I never knew my father had written “My Walk Alone” while he was alive. He passed away in 2002. I found this and several other ponderings while going through his files helping my Mom with his affairs. I transcribed what he wrote so I could save it, and share it with my family. I forgot about it till last weekend, I was going through my files looking for things to send my son.  He asked me to send what I call Billisms.
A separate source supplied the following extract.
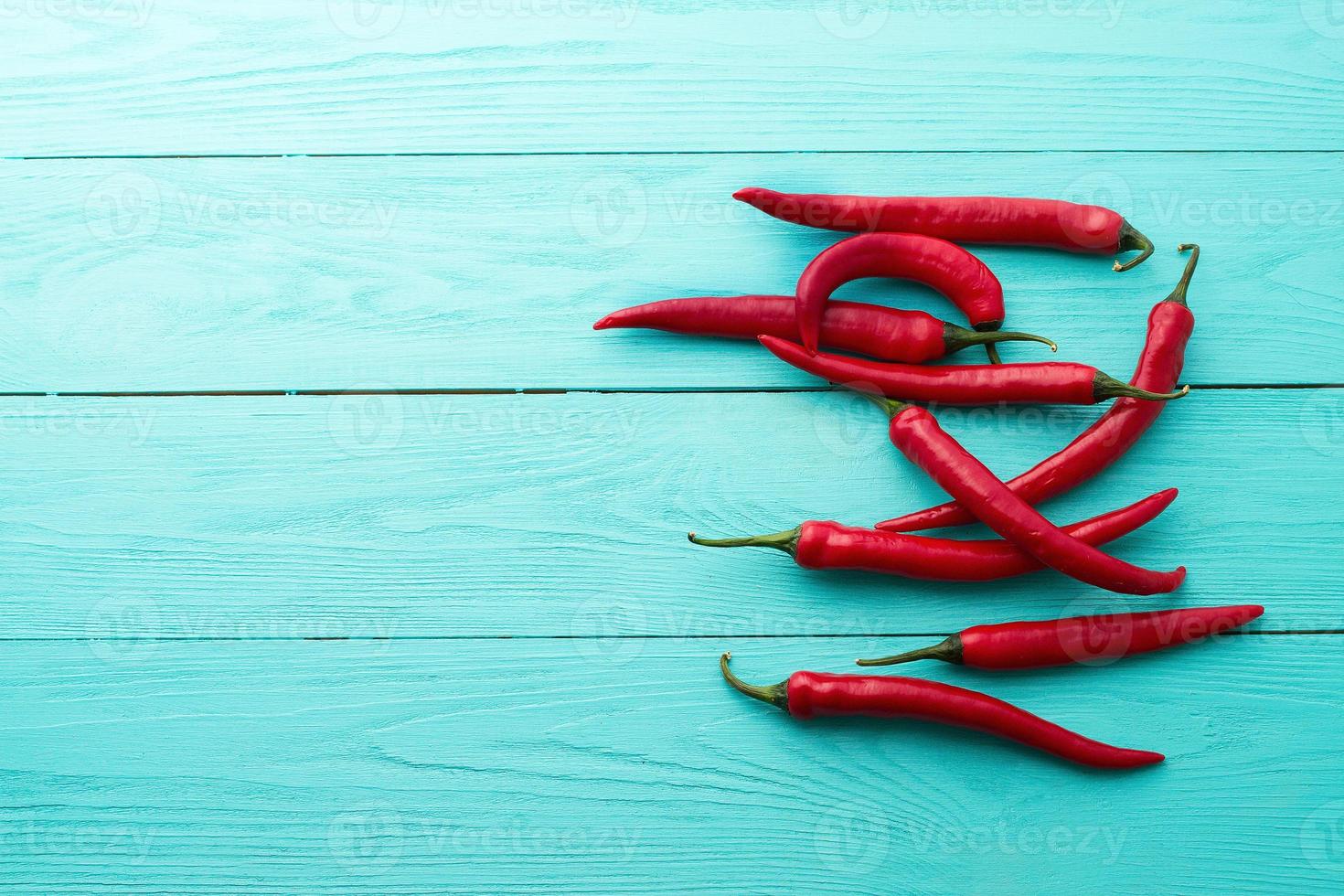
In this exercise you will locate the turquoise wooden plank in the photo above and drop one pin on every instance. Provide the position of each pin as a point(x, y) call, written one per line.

My Dad went by his middle name Bill (William). He was an interesting guy who had a great worldly curiosity. He wasn’t the kind of Dad that played ball with the kids, or went to sporting events. He would take us to plays, or symphony concerts, or the circus.  He was a very good photographer. He loved taking pictures of flowers, and landscapes and people. He took all his pictures in slide format, and we would sit around the house while dad had a slide show of his collections. We didn’t really appreciate it enough when we were kids.

He was not interested in cars or mechanics. He was an artist who did fantastic pencil drawings, and did enameling work for a while. When he was young, he worked as an artist for the Scranton Lace Company designing Lace patterns.
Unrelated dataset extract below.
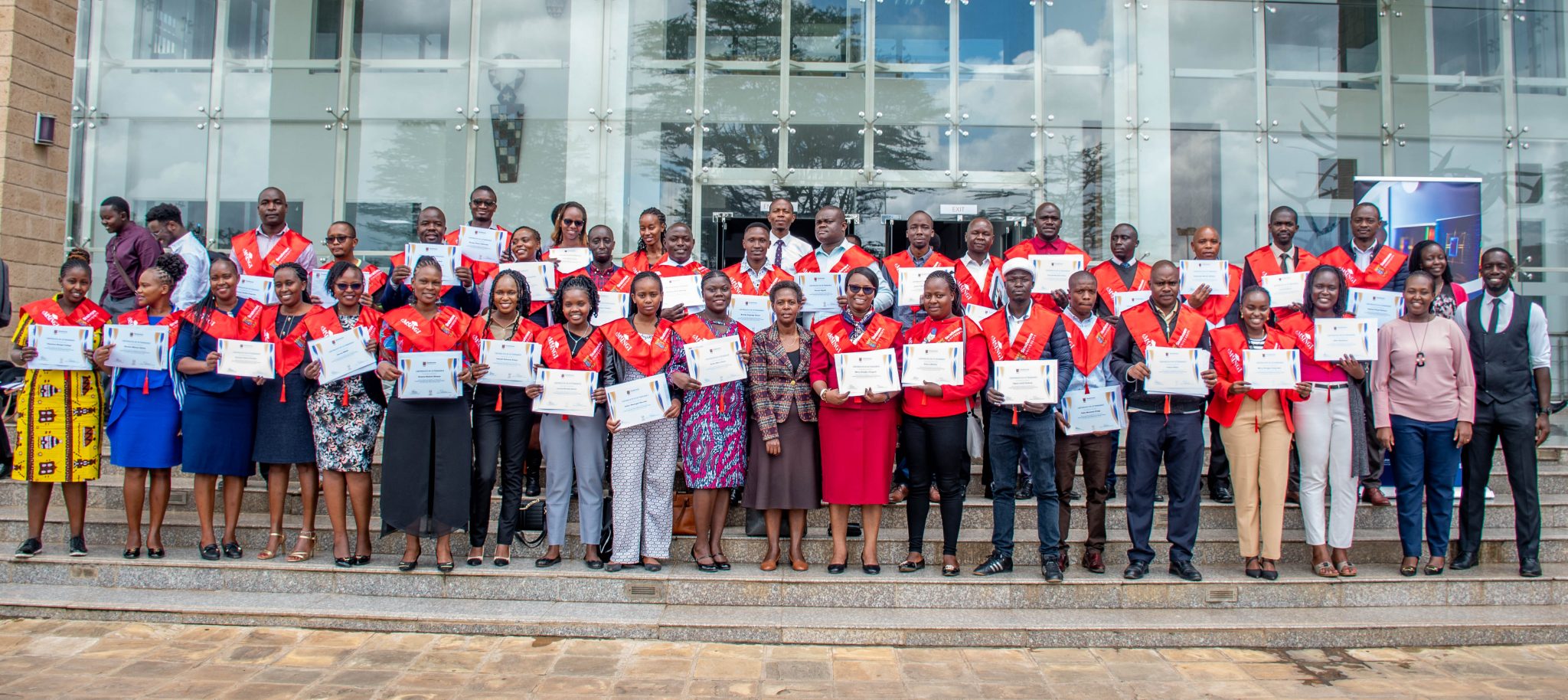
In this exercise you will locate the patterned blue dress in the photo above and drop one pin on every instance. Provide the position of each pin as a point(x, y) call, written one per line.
point(712, 424)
He was an avid gardener with a huge vegetable garden, and numerous sculpted flower beds. He was an amateur actor, and director and played many roles. He was a Deacon in the Church, yet he loved science. He was great at giving sermons. He was an accomplished golfer, and President of his golf club. He was an accomplished gymnast, and I remember he could go up and down the stairs of our house walking on his hands. 

He had a great laugh, and was a handsome man with twinkling, radiant blue eyes. 

What fond memories of an interesting man, I can see why Bill loves some of the things he does.  I can also see where he takes after his father, living his life the way he wants his story told.  This is no ordinary legacy, three generations sharing the gifts of each other carrying on and adding original links that reach back and forward.  I am deeply grateful to have been able to share this with our little community.

Ordinary Legacy loves Billism #34:

Reading history is informative.

  1. Remember history is helpful.
  2. Making history is living life to its fullest.

To all of you who have your fathers close, enjoy them, even the slide shows, they are too quickly gone but as you can clearly see, never forgotten.  Thank you, Thank you Bill for the gift of this story for us all.